Researching an AI dietician with National Healthcare Group Polyclinics

I worked on a project with National Healthcare Group Polyclinics that looked at the best way to implement an AI dietician. The first prototypes were honestly quite exciting to see. They could identify food, talk in a friendly way, and give an answer that looked impressive on the surface.

But they also could not do very much beyond that. Once we looked past the demo effect, it became clear that a useful AI dietician needed more grounding. It needed food nutrition data, restaurant context, semantic search, and a way to avoid giving confident but unsafe advice.

The project expanded into a broader prototype with several data sources and services:

  • Google Maps API for restaurant and nearby food context.
  • HPB nutrition data to ground food and nutrient information.
  • AWS services and Milvus for semantic search over relevant food nutrition data.
  • Guardrails to manage what the assistant should answer, clarify, or avoid.

One interesting observation came from the image processing pipeline. Normal object detection may struggle to label a small sauce dish beside satay correctly, because the sauce itself can be visually ambiguous. A more useful system should combine visual cues with context and semantic association: if the main food is satay and there is a small sauce dish beside it, it is more likely to be satay sauce than a random brown condiment.

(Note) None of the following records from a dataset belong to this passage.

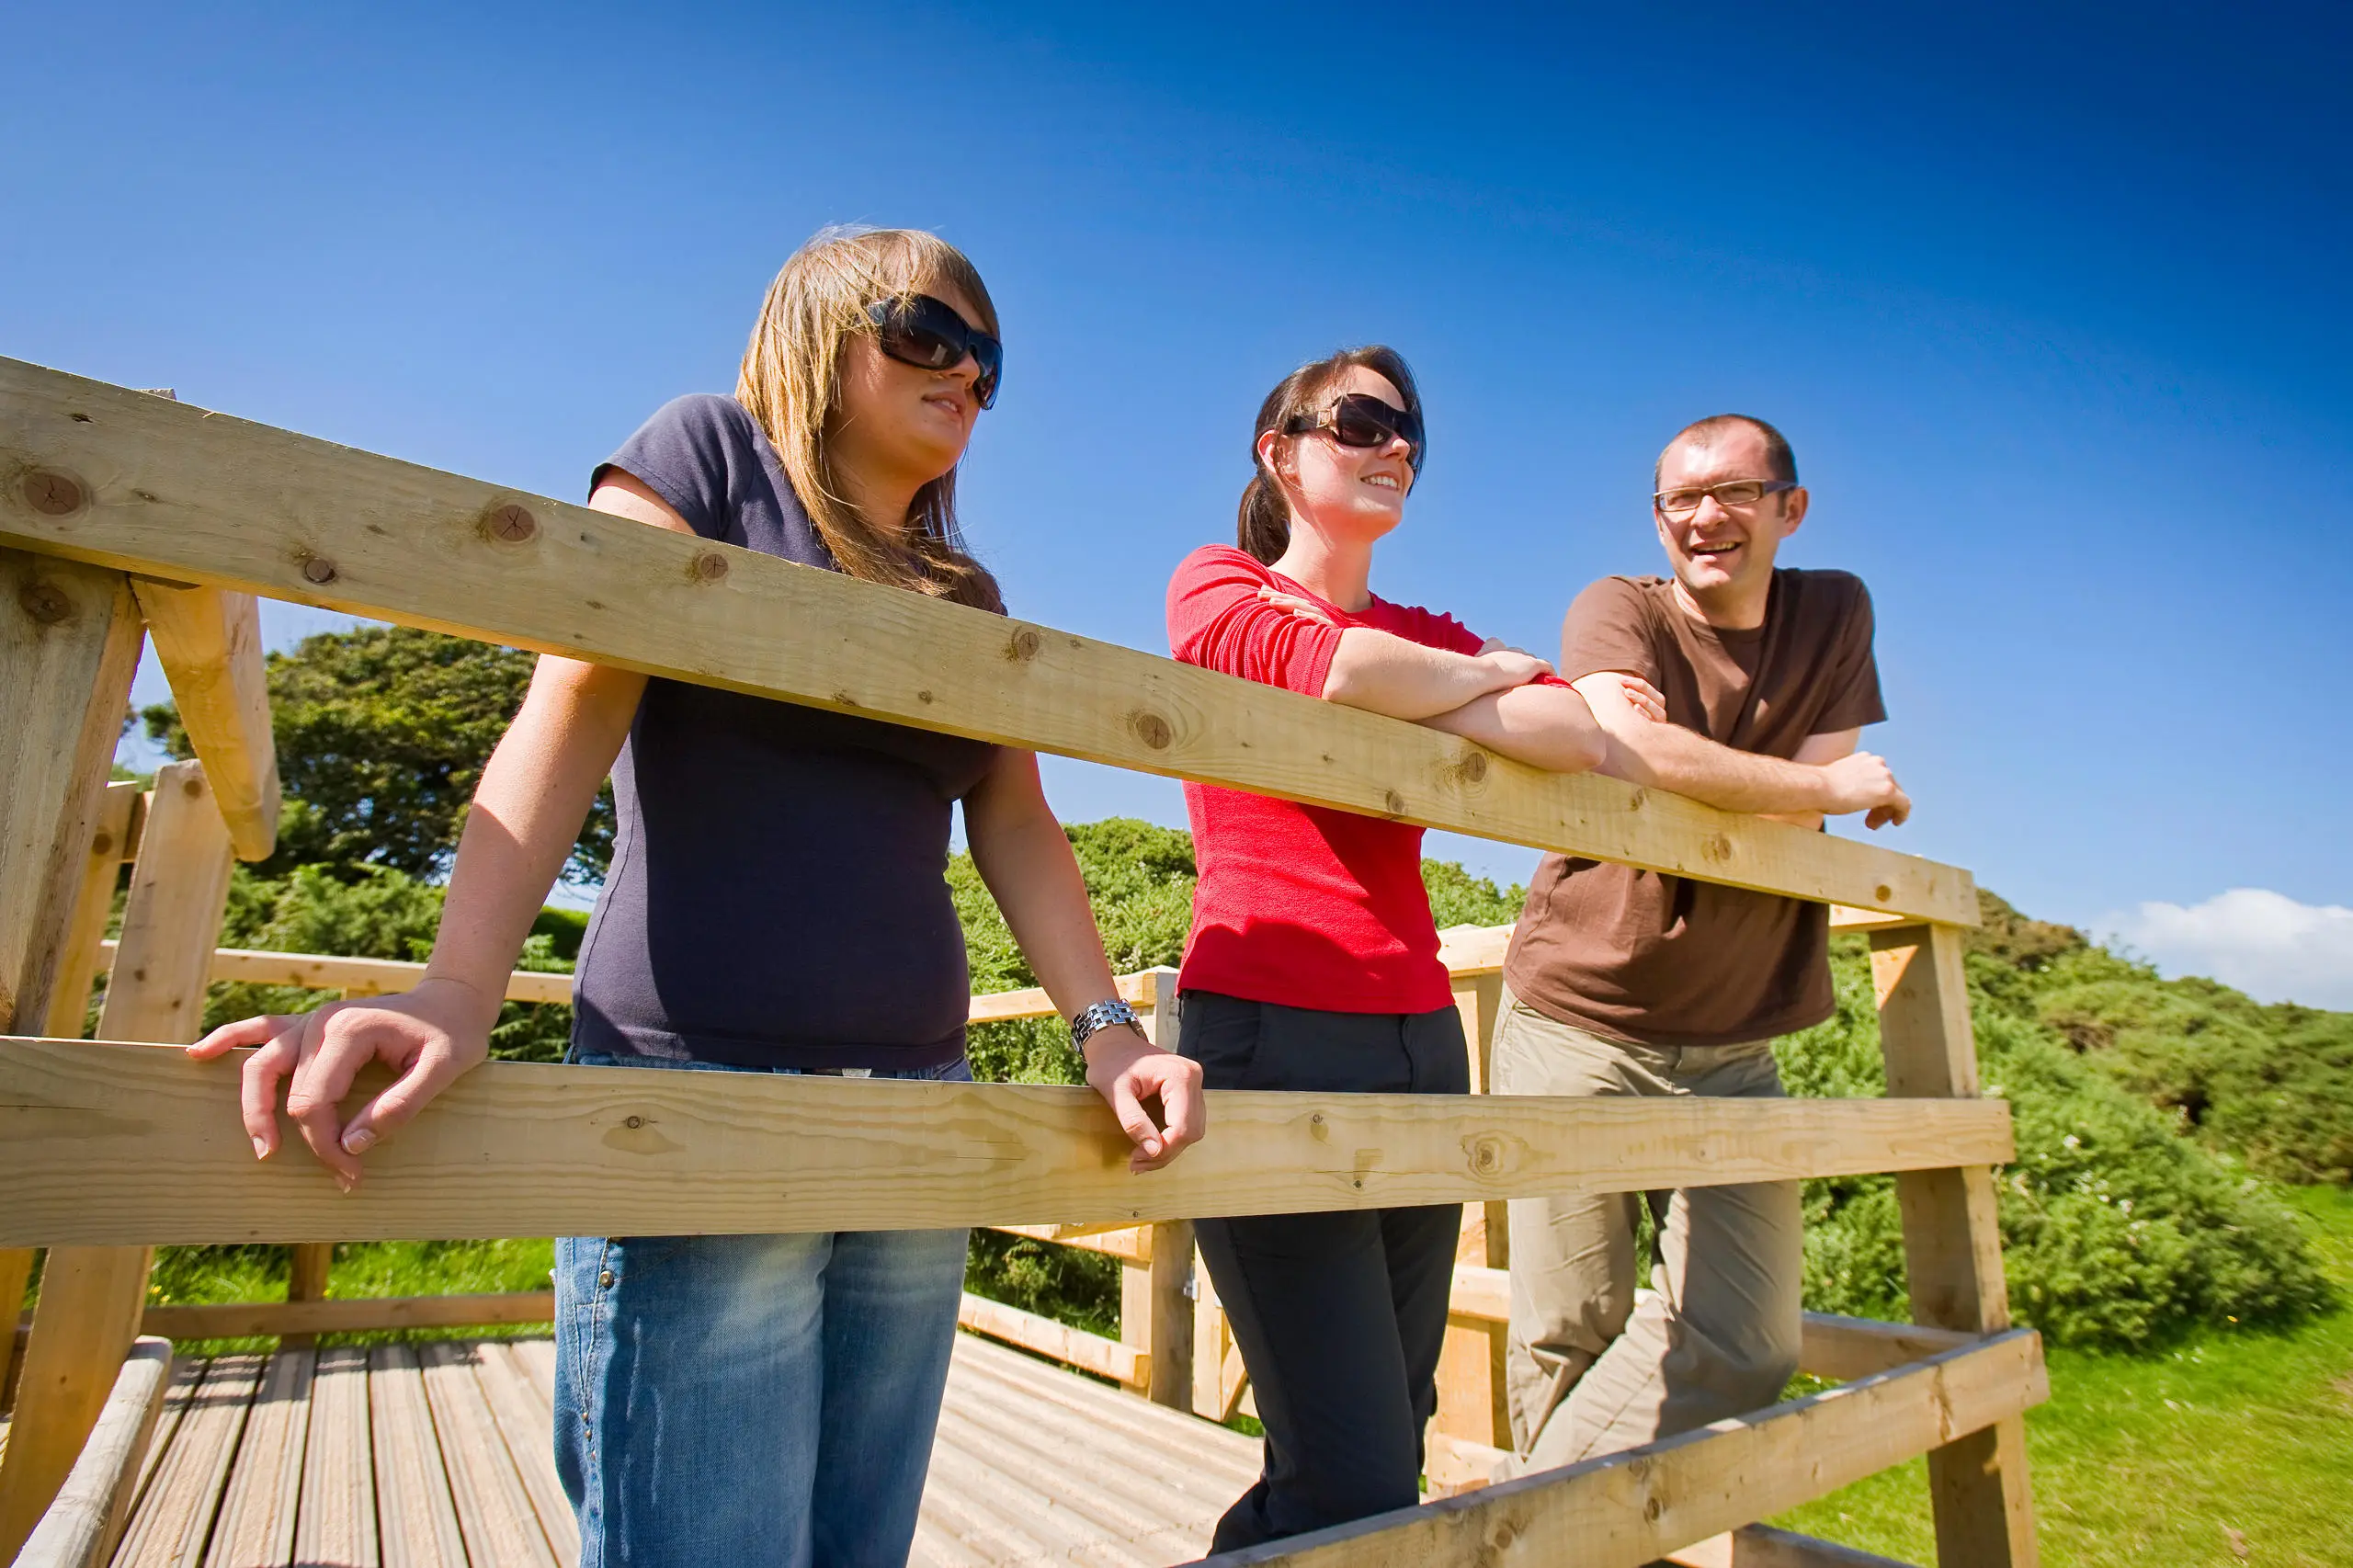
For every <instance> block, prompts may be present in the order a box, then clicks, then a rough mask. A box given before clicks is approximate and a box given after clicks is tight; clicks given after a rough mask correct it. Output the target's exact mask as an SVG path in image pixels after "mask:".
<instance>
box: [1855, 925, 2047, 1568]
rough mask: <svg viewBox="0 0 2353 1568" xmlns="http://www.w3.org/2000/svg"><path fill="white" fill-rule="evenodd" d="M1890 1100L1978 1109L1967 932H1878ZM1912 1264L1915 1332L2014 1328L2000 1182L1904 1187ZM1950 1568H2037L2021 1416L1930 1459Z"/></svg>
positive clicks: (1876, 980)
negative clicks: (2009, 1300)
mask: <svg viewBox="0 0 2353 1568" xmlns="http://www.w3.org/2000/svg"><path fill="white" fill-rule="evenodd" d="M1871 979H1873V986H1875V989H1878V998H1880V1050H1882V1052H1885V1055H1887V1092H1889V1095H1892V1097H1899V1099H1962V1097H1967V1099H1974V1097H1977V1092H1979V1083H1977V1036H1974V1031H1972V1029H1969V986H1967V975H1965V968H1962V935H1960V928H1955V925H1897V928H1889V930H1875V932H1871ZM1897 1203H1899V1205H1901V1212H1904V1264H1906V1278H1908V1285H1911V1304H1913V1321H1915V1323H1932V1326H1937V1328H1958V1330H1965V1333H1981V1335H1988V1333H2000V1330H2005V1328H2009V1293H2007V1285H2005V1283H2002V1229H2000V1215H1998V1212H1995V1198H1993V1170H1991V1168H1988V1165H1965V1168H1958V1170H1911V1172H1901V1175H1897ZM1927 1476H1929V1502H1932V1504H1934V1511H1937V1563H1939V1566H1941V1568H2033V1563H2035V1561H2038V1554H2035V1509H2033V1493H2031V1488H2028V1481H2026V1420H2024V1417H2019V1415H2012V1417H2007V1420H2002V1422H1998V1424H1993V1427H1988V1429H1984V1431H1972V1434H1969V1436H1965V1439H1960V1441H1955V1443H1946V1446H1944V1448H1937V1450H1932V1453H1929V1455H1927Z"/></svg>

That is the kind of detail that made the project feel different from a normal chatbot. Food advice seems simple until it is connected to health, chronic conditions, user behaviour, and local eating patterns. In that setting, being useful sometimes means refusing, narrowing, or asking for clarification. I think that was the biggest lesson: safety and usefulness have to be designed together.

Footnote: Ported over from my personal blog. Initially posted on 10 December 2025.